Young entrepreneurs in Seattle showcase their venture, Youth Ultimate Project (YUP)

The breakdown

The gathering was hosted in Seattle by Ashoka’s Youth Venture, a program that enables youth from 12-20 years old to combine their passions and talents with real-world social entrepreneurship skills. The program encourages students to start and lead their own organizations for the betterment of their communities.

The event was an exhibition of in-progress social ventures launched by Youth Venture teams. The showcase gave students the opportunity to promote their solutions directly to each other and to the community. Eighty-four youth-led teams and over 500 participants were present—an impressive turnout for a bunch of high school kids. Besides their passion and enthusiasm, these young entrepreneurs offer us a few key insights.

Top 3 lessons from Ashoka Seattle Youth Venture Showcase

  1. Young social entrepreneurs see big potential in small things. For example, one girl sold bracelets to raise money for her initiative. She couldn’t charge much for each bracelet, but she could sell a lot of them. Positioning herself outside the Mariner’s baseball stadium before and after ballgames, she collected $1,400. “Where else would there be so many people in one place with money to blow?” she thought.

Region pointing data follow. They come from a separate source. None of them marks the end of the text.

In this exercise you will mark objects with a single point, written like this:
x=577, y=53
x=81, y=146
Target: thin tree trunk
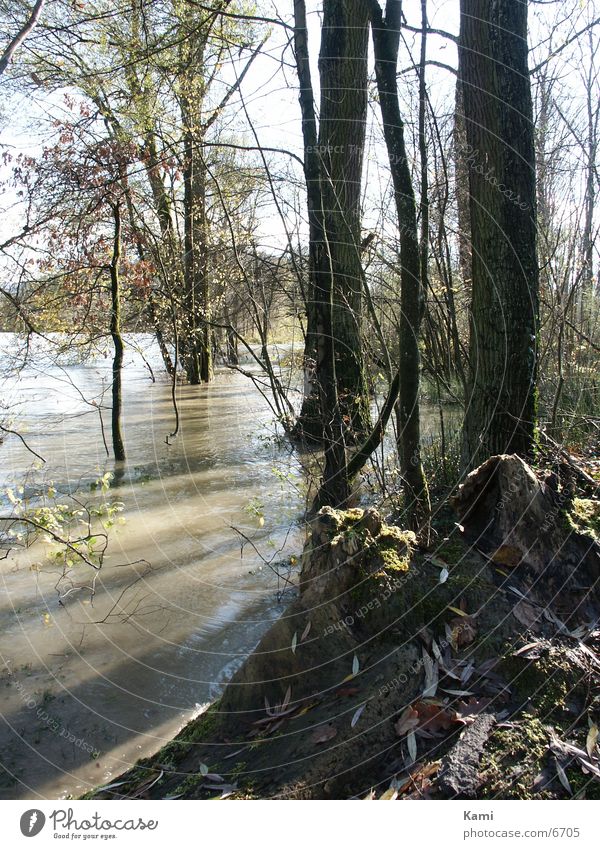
x=386, y=34
x=339, y=154
x=502, y=409
x=115, y=332
x=20, y=37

  2. While adults often have perspective on a problem in the community related to youth, young people may hold the key to thesolution, and they’re poised to use it. Don’t forget that youth have a unique insight to their generation’s challenges. For example, one group saw self-image as a barrier for young people and set out to turn “geek to chic” with a website promoting young social innovators rather than pop icons.

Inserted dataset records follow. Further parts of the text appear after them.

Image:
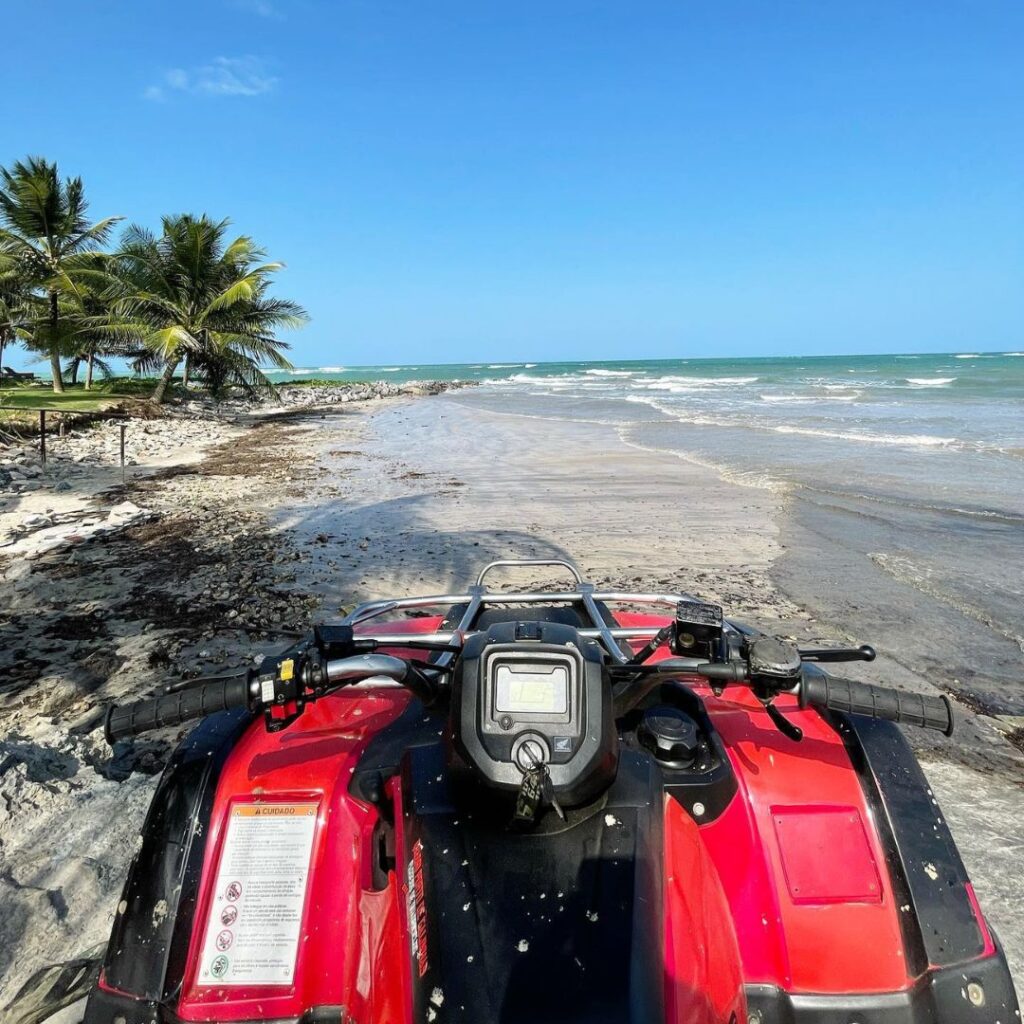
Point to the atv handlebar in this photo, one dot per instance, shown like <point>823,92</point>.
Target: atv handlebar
<point>257,692</point>
<point>173,709</point>
<point>201,698</point>
<point>878,701</point>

  3. Young social entrepreneurs are capable of leading and creating positive change, but having validating experiences like the one at the Youth Venture Showcase is likely to spark the confidence to do so. By launching their own social ventures early on, many young people will be empowered to proactively solve social problems throughout their lives. For example, one project is now in its third year of organizing summer camps for kids of deaf or hard of hearing parents. The camps align mentors with the young people to provide a transformative experience. Another youth venture started as a breakdancing team and has evolved into an arts organization that creates job opportunities for underserved young people in sound and video editing.

In addition to Youth Venture’s Seattle branch, the program is planted across the United States and throughout the world.